Time
Time is a quite a tricky subject for software. Most people have an established intuitive perception about time, so it’s easy to oversimplify and overlook edge cases. In addition, although the concept of time is simple, there are at least three distinct versions of it, and they aren’t always synchronised.
Cosmic time is passing in the real world without any care for humans. It’s governed by the laws of physics. Although Einstein famously declared it to be relative, for most purposes it’s the same everywhere on planet Earth. It’s also continuous and, except in bad science fiction, always moves in a single direction.
Elapsed time deals with periods between two reference points in cosmic time. This is the time we can measure, and deals with periods such as seconds. Elapsed time doesn’t have any notion of midnight, summer or Tuesday next week. This type of time is a human invention, but apart from someone choosing the two reference points for measurement, it doesn’t depend on humans. Instead, it depends on the recording machinery. For computers today, this mostly means that elapsed time isn’t continuous, but discrete, in increments of milliseconds. Theoretically, it should be the same everywhere on Earth, but practically it’s not. Measuring devices use different precision and accuracy. Your computer and your mobile phone may measure the same period differently, and they both diverge slightly from NIST-F1, the atomic clock that controls the official time in the USA. Lastly, elapsed time isn’t infinite. It’s subject to the capacity of measurement equipment, which is why many older computers can’t see beyond 2038.
Clock time is the one used for calendars, to guide our daily lives, schedule meetings and keep society synchronised. Clock time deals with concepts such as 14:45pm, wake-up alarms, and beer o’clock. It’s different in different places of the world, driven by solar cycles, the Earth’s rotation, and the needs of the communities living in a particular area. It’s a uniquely human thing, subject to politics, government conventions and manipulation. It can jump ahead, move backwards, stall or stretch.

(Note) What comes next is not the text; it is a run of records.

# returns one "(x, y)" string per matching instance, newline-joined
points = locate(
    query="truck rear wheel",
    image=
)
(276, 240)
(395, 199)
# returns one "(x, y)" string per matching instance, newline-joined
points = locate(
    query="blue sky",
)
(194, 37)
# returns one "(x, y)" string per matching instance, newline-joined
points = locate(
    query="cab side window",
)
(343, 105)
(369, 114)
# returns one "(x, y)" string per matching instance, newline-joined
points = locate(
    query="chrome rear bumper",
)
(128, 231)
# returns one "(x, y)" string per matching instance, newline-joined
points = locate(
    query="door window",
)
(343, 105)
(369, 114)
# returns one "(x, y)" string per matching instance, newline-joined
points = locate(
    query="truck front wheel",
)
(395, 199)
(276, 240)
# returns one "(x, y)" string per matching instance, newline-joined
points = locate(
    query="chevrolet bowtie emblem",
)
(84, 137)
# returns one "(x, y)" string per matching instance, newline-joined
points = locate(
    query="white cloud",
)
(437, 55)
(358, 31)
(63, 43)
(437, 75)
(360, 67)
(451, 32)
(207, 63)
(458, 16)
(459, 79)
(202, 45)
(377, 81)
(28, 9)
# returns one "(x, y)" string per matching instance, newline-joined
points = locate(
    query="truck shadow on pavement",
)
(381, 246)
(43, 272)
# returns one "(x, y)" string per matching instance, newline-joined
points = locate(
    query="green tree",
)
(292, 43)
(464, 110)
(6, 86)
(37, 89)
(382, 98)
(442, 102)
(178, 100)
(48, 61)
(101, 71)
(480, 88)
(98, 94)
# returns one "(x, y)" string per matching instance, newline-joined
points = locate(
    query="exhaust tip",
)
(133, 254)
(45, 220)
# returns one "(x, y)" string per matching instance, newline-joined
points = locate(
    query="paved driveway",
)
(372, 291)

Most of the time, excuse the pun, the three types are the same for all practical purposes. But the problems start when they suddenly diverge, even if only for a moment. Here are some commonly overlooked quirks of time that cause problems:
Days aren’t always exactly 86,400 seconds long. Leap seconds can make a day one second longer. (31 December 2016 had a leap second.)
Coordinated Universal Time (UTC) and Greenwich Mean Time (GMT) time zones aren’t always the same. They can drift by up to 0.9 seconds. That’s why leap seconds exist.
Leap seconds don’t necessarily have to be positive. If the Earth’s rotation required it, it would theoretically be possible to introduce a negative leap second. This has never happened so far – but once it does, better stay home that day.
Years aren’t always 365 days long. Remember the occasional 29 February.
Leap years don’t happen every four years. Three out of four end-of-century years don’t have a leap day.
Clock time doesn’t always go forwards. Daylight saving can make it jump backwards.
Computers couldn’t care less about clock time, they only deal with elapsed time. Applying clock time arithmetic to elapsed time often leads to problems. For example, adding one month to the current time doesn’t produce a period of exactly one month in clock time. Time zones, different numbers of days in a month and other exceptions can cause wrong calculations.
Scheduling future events by using elapsed time is dangerous. For example, ‘same time tomorrow’ isn’t always 24 hours away. Daylight saving can shift the clock. People might travel into a different time zone. The longer the period, the more chance of a mess.
Clock time and elapsed time don’t always move by the same amount. Daylight saving can create big gaps.
Daylight saving time isn’t applied consistently across all countries, or even within a single country. For example, most of the USA observes daylight saving time, but Hawaii does not. In Australia, New South Wales observes daylight saving time, but Queensland does not.
The daylight saving time schedule isn’t fixed. It’s a political agreement, subject to change. For example, Israel synchronised time zone changes with the east of Europe in 2013, moving the end of summer time from early September to late October.
Elapsed time isn’t always positive. Most computers represent dates before 1970 as negative numbers.
Unlike cosmic and clock time, elapsed time isn’t infinite. Check the numeric limits of your date records, and test around those. For example, for typical 32-bit dates, test for dates before 1970 and after February 2038.
Missing or invalid time might mask itself as 1 January 1970 or 31 December 1969, especially if you’re using third-party components outside your control.